THE new Forest Ranger for the Big Sur District and Elmer Bunty, his Scout, rode rapidly away from the doctor’s camp on the night of the fire alarm. They spoke sharply and concisely to each other and were immensely cool and collected about it all, but each of them was high keyed with excitement. To the boy, it was a vivid drama, staged for his especial benefit, and to Dean Wolcott it was the final stage of his proving. Hotly as he had exulted when Ginger yielded for that instant and keenly as he had wanted that moment with her by the creek, away from the gay and strident music and the gay and friendly people, he was glad, now, for its postponement. When he had conquered his first fire he would go to her with another decoration, another evidence of his citizenship in her vigorous world: he smiled at his heroics but he continued to be satisfied that things had worked out as they had.

Snort was making for the cottage at Post’s at an eager pace and the Mabel horse galloped earnestly and clumsily after them, and sometimes the rhythm of the hurrying hoofs was like the lilt and swing of the music, back at the Lodge ... when Ginger was in his arms.

There was an hour of swift and sure preparation and then a snatch of sleep; and at the first graying light of dawn they were on their way. Rusty, the Airedale, was left at Post’s, but before they had ridden an hour he had overtaken them, panting with a violence which seemed almost to rend him asunder, a bit of torn rope hanging to his collar.

“He has to be with me,” said Elmer Bunty, proudly. “I’ll take care of him, Ranger.” So the shabby little dog went on with them, and rested thankfully while they made a brief stop at the Golinda ranch; Mateo Golinda had left an hour earlier for the fire, and his wife would ride after them with food and coffee late in the afternoon.

“It’s your first fire, isn’t it?” she said, regarding him thoughtfully with her bright and friendly eyes. “It’s hard, heart-breaking work, but I think you’ll enjoy fighting—and winning. Mateo is wonderful; he will be at your right hand.”

She had cleverly calculated the time they would be passing and had stirrup cups of hot chocolate for them; she set them off as blithely as if they had been going to a barbecue. A heartening person, Margaret Golinda; across a continent and an ocean, down the long corridor of the years, her house would always be “King’s X!” to Dean Wolcott.

They rode on together, the Ranger and the Scout on Snort and the Mabel horse with the Airedale plodding sturdily behind, and soon there was tangible evidence of the red demon in the distance. The boy was stout-heartedly ready for action and the young man considered him with warm and possessive pride. Air and exercise and good food had nourished his meager little body and comradely appreciation had fed his starved soul. A very different creature, this, from the one who had come into Pfeiffer’s on the stage that day, clinging and timid, and yet the old wise women of the ranches told Dean Wolcott—“that boy’ll never make old bones,” and the doctor shook his head. “If you’d gotten hold of him two years ago—” he said once.

But the Ranger refused to accept these dark forebodings; young Elmer Bunty had wriggled his way deep into his reserved affections and he had no intention of leaving a stone unturned to save him, body and brain. For a week, now, he had been revolving schemes in his mind.
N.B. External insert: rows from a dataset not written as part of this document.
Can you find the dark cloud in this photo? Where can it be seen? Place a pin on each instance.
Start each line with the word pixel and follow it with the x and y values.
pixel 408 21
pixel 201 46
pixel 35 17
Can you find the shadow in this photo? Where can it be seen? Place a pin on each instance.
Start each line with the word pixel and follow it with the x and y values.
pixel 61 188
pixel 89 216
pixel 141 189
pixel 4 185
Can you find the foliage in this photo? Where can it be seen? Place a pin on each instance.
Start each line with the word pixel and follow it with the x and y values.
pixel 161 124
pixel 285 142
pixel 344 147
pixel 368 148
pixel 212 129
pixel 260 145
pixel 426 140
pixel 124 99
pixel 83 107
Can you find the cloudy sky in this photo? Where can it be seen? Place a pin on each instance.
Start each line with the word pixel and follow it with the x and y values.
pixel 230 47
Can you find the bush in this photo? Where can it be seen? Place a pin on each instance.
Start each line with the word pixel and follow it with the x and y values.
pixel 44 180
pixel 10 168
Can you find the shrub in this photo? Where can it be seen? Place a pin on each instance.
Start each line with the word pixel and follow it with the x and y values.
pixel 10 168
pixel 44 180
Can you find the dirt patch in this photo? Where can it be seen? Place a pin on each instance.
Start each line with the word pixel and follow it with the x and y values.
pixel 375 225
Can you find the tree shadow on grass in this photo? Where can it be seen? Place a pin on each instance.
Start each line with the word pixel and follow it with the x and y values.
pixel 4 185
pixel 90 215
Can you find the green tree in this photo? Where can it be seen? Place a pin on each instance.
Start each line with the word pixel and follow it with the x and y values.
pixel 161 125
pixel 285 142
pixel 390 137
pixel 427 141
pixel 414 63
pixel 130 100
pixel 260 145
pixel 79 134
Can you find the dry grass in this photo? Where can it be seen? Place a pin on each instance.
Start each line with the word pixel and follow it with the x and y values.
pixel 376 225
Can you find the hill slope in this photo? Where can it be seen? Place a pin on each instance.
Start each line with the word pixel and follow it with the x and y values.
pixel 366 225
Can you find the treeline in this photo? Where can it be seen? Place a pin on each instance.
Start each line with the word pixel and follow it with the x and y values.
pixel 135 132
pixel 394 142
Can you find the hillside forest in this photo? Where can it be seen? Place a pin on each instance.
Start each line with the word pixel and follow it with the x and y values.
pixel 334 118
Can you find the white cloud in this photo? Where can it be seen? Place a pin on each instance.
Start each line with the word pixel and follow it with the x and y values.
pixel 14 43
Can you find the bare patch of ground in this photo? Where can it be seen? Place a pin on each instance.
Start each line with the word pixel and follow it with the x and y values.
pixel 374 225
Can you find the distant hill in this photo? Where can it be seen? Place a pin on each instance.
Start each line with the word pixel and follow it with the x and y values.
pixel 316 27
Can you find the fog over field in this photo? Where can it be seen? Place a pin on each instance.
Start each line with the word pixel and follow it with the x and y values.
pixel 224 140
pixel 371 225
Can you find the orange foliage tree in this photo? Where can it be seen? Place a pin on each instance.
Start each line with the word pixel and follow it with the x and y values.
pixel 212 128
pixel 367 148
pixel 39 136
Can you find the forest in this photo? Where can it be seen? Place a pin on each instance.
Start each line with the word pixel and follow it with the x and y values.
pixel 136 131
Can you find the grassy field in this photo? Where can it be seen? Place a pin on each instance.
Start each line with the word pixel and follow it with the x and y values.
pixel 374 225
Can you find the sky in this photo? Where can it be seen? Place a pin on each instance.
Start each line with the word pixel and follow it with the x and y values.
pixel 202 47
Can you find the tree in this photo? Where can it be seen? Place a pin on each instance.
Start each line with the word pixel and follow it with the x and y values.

His San Francisco friend had written him, acknowledging receipt of the Scout’s salary for delivery to the aunt.

Your Scout’s relative appeared to-day with her usual punctuality to collect the reckless wage which you are lavishing upon him, but after bestowing it in what I think she would call her safety pocket she remarked that it would be her last collecting call; she was, she stated, taking Edna and going “back east to her husband’s folks.” She has long contemplated such a step, it appears, but has been deterred by her tender consideration for the son of her sister, deceased—said Scout above mentioned. Now, however, that he is self-supporting and has found a protector—my impression is that she thinks you are not quite all there, old son—she is about to fold her tents like the Arabs. Elmer may in future keep his entire wage, she says, and saying which, departs—so thoroughly that the places which knew her, know her no more. The Edna must have been waiting for her outside my office, I gather, booted and spurred and ready to ride. Thus, in a word, you are now the only known human being to whom my measliest Scout can turn, and I earnestly urge that you continue to be as human as is Bostonly possible!

Dean Wolcott had made up his mind to leave Elmer Bunty in the best California outdoor school he could find—somewhere near Santa Barbara, perhaps, or in the Santa Cruz mountains—whichever climate was best for him, and at holiday time—but his mind refused to function coolly on plans for the future. That instant’s yielding of Ginger to his insistent arms—who could say where he would be himself at holiday time? He dragged his thoughts resolutely back to the subject of his Scout. The time had come, he thought, to tell the youngster that he was going to be his guardian—he would go thoroughly into the matter with his San Francisco friend, of course.